The largest segment of the distribution is categorized as ‘Joint’ (36%), suggesting that most applicants are couples rather than individuals. There are more male applicants (32.3%) than female applicants (22.5%). A small portion of the distribution is not available (9.14%).

Income Level Distribution

The majority of borrowers fall into the high income level category (48.9%), earning more than $120,631.25 (in thousands). Subsequently, a significant portion falls within the middle income bracket (29.9%), followed by moderate income earners (13.3%) and the lowest proportion being individuals in the low income category (7.92%).

County Distribution

county_proportions <- prop.table(table(data$county)) * 100

county_fig <- plot_ly(
                      x = ~names(county_proportions), 
                      y = ~county_proportions, type = "bar", 
                      color = I(colors[1])) %>% 
  layout(title = "Distribution of Counties",
        xaxis = list(title = "County"),
        yaxis = list(title = "Proportion (%)"))

county_fig

Most borrowers are financing property in Middlesex county (20.76%), Worcester(13.25%) and Essex(11.14%). The least were Franklin(0.71%), Dukes(0.51%),and Nantucket(0.35%).

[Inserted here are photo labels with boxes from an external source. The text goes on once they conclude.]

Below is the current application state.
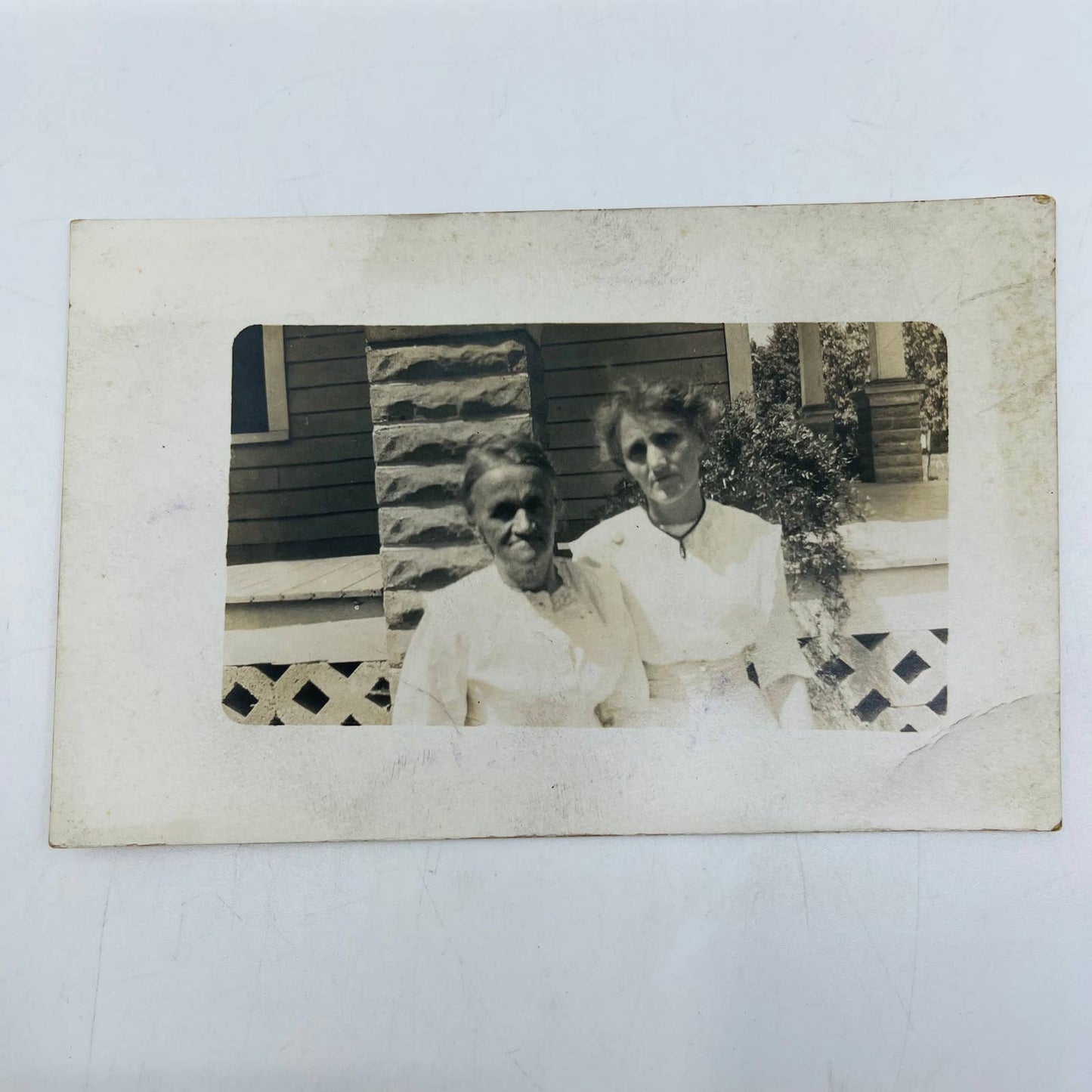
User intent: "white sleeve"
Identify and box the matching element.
[391,593,466,727]
[750,527,814,687]
[584,561,648,726]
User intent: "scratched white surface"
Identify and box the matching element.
[0,0,1092,1092]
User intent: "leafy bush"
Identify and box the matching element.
[602,395,861,620]
[902,322,948,451]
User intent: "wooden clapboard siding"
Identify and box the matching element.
[227,511,379,546]
[542,322,729,540]
[227,326,379,565]
[285,356,368,388]
[227,535,379,565]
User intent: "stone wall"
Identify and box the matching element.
[367,329,538,684]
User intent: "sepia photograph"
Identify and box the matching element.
[221,320,948,734]
[51,196,1060,844]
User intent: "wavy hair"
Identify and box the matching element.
[594,379,724,467]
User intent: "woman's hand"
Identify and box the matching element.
[765,675,815,731]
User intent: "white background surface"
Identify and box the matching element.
[0,0,1092,1092]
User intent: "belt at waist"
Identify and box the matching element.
[645,655,753,698]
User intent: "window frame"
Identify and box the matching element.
[231,324,289,444]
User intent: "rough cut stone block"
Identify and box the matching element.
[379,505,474,546]
[368,334,527,383]
[379,545,491,592]
[373,416,532,464]
[371,375,531,422]
[383,589,425,629]
[376,463,463,505]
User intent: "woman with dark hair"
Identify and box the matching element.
[572,382,814,729]
[392,438,648,727]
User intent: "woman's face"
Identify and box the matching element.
[618,413,704,509]
[469,464,557,592]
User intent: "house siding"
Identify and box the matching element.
[227,326,379,565]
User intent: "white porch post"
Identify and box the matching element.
[724,322,754,402]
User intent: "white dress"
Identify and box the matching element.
[572,500,812,727]
[391,558,648,727]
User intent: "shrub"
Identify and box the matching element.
[602,395,859,621]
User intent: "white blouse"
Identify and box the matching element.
[392,558,648,727]
[572,500,812,687]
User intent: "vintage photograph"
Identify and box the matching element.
[221,319,949,734]
[50,196,1060,845]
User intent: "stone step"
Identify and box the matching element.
[379,505,474,546]
[370,375,531,424]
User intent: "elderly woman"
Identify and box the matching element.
[572,382,814,729]
[392,439,648,727]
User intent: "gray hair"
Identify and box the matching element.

Loan Characteristics Across Demographic Groups

This section explores loan characteristics across different demographic groups. The dataset has considerable skewness, suggesting the presence of outliers. Therefore, to better understand the distributions, we will visualize the data both with and without extreme outliers.

Loan Amount

Distribution of Loan Amount by Age Group

loan_amount_age <- data %>% 
  select(applicant_age, loan_amount)

loan_dist_age_1 <- plot_ly(loan_amount_age, x = ~applicant_age, y = ~loan_amount, color = I(colors[4]), type = "box") %>%
  layout(title = "Distribution of Loan Amount by Age Group",
         xaxis = list(title = "Age Group"),
         yaxis = list(title = "Loan Amount"))

# Calculate the IQR for the variable of interest
loan_amount <- data$loan_amount
loan_amount_q1 <- fivenum(loan_amount)[2]
loan_amount_q3 <- fivenum(loan_amount)[4]
loan_amount_iqr <- loan_amount_q3 - loan_amount_q1

# Identify outliers
loan_amount_outliers <- loan_amount < (loan_amount_q1 - 1.5 * loan_amount_iqr) | loan_amount > (loan_amount_q3 + 1.5 * loan_amount_iqr)

# Remove outliers from the data
loan_amount_clean <- data[!loan_amount_outliers, ]

loan_dist_age_2 <- plot_ly(loan_amount_clean, x = ~applicant_age, y = ~loan_amount, color = I(colors[1]), type = "box") %>%
  layout(title = "Distribution of Loan Amount by Age Group",
         xaxis = list(title = "Age Group"),
         yaxis = list(title = "Loan Amount"))

# Display the plot
subplot(
  loan_dist_age_1 %>% 
    layout(
           showlegend = FALSE) %>% 
    add_trace(name = "With Outliers"), 
  loan_dist_age_2 %>% 
    layout(
           showlegend = FALSE) %>% 
    add_trace(name = "Without Outliers"), 
  nrows = 2,
  shareX = TRUE
) %>% layout(title = "Loan Amount by Age Group (with vs without extreme outliers)")

The data with outliers had visibility issues due to extreme outliers. To address this, a second plot was generated after removing extreme outliers for better interpretability.

In the second plot, individuals aged 25-34 emerged as the group with the highest median loan amount, standing at $375k. Their loan amounts ranged from $215k at the 25th percentile to $525k at the 75th percentile. Surprisingly, the age group 35-45, representing the largest proportion of the population, had the same median loan amount as the <25 age group, despite the latter having the smallest proportion. The individuals aged >74 had the lowest median loan amount at $205k.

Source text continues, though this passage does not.